What is more disturbing than the crime is the official silence about its prevalence or seriousness. Reserve Bank of India’s recently released Payments Vision 2025 “approves significant growth in Aadhaar-enabled Payment System (AEPS) through a business correspondent-assisted model.” Over 2 billion such micro-ATM transactions took place in the last financial year. , It is Aadhaar’s $38 billion entanglement with the banking system – all on behalf of the customers at the bottom of the economic pyramid. (1) Yet the vision document of the RBI, which has “integrity” as a key pillar, has nothing to do with further strengthening of security for deposit, withdrawal and transfer services used by the poor. for the sake of saying.

Then there is the issue of social welfare: the Aadhaar payment bridge system is how the government transfers cash to the beneficiaries. There are weaknesses here too. Back in 2018, Ram Sevak Sharma, the former UIDAI chief, had made his Aadhaar number public on Twitter and challenged privacy activists: “Show me a concrete example where you can do me any harm!” As it turns out, someone managed to register Sharma as an eligible farmer and the Modi government paid him three installments of free cash. You can split hairs about whether the vulnerability was in the base or elsewhere, but the hacker proved one thing.

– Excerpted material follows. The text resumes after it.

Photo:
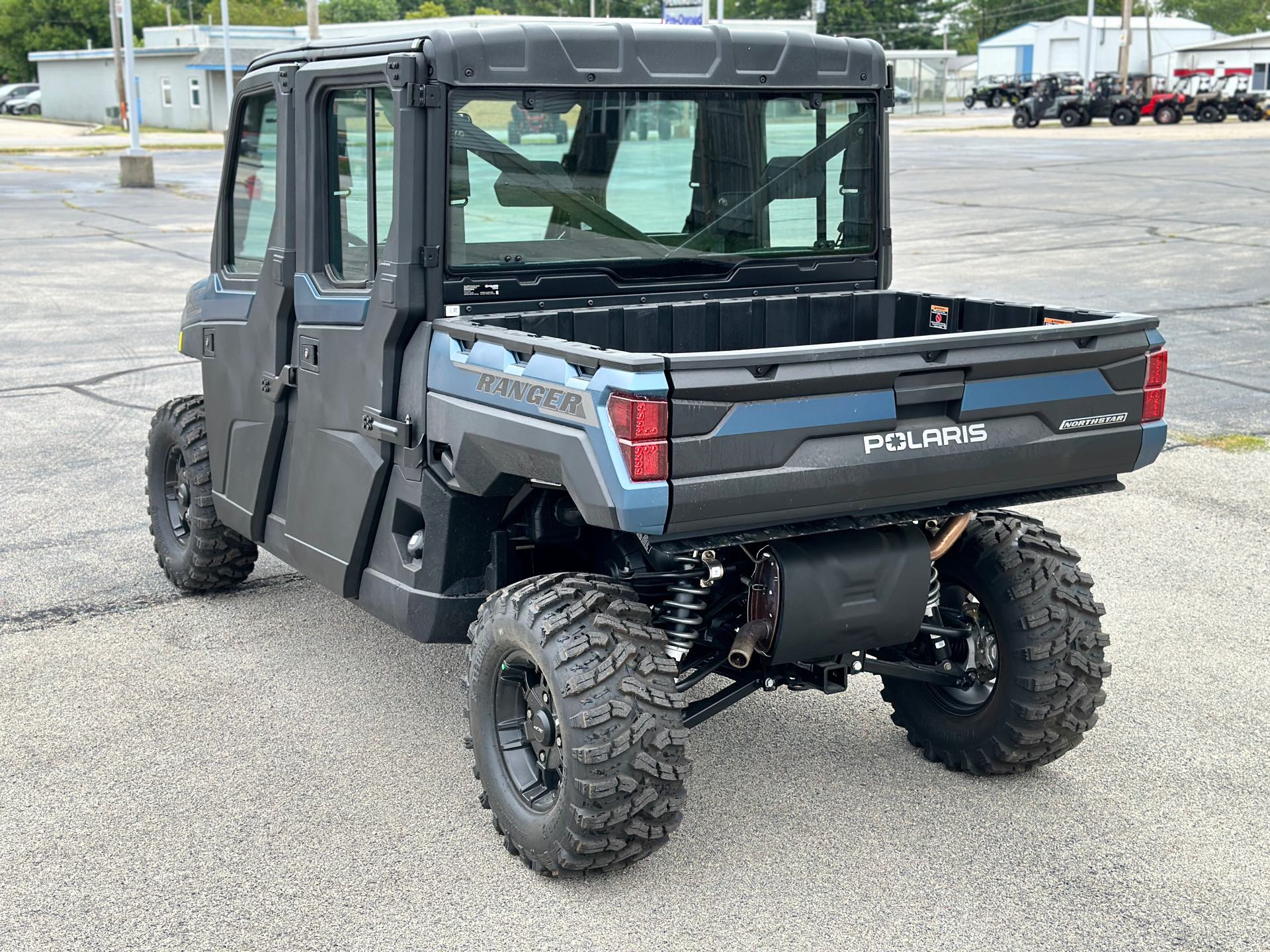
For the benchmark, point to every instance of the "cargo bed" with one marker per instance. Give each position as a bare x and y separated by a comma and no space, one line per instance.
810,407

Modi’s new welfare hinges on Aadhaar. But if there are cracks in the building, they need to be acknowledged – not to scare users, but to make them more aware. At the same time, India needs a strong data protection law. Losing money is bad enough. But it is scary if a bad actor can put a person in a specific place or bind him to some activity with the help of some fake transaction. Sealing wax on the foundation of trust will not work.

This story has been published without modification in text from a wire agency feed. Only the title has been changed.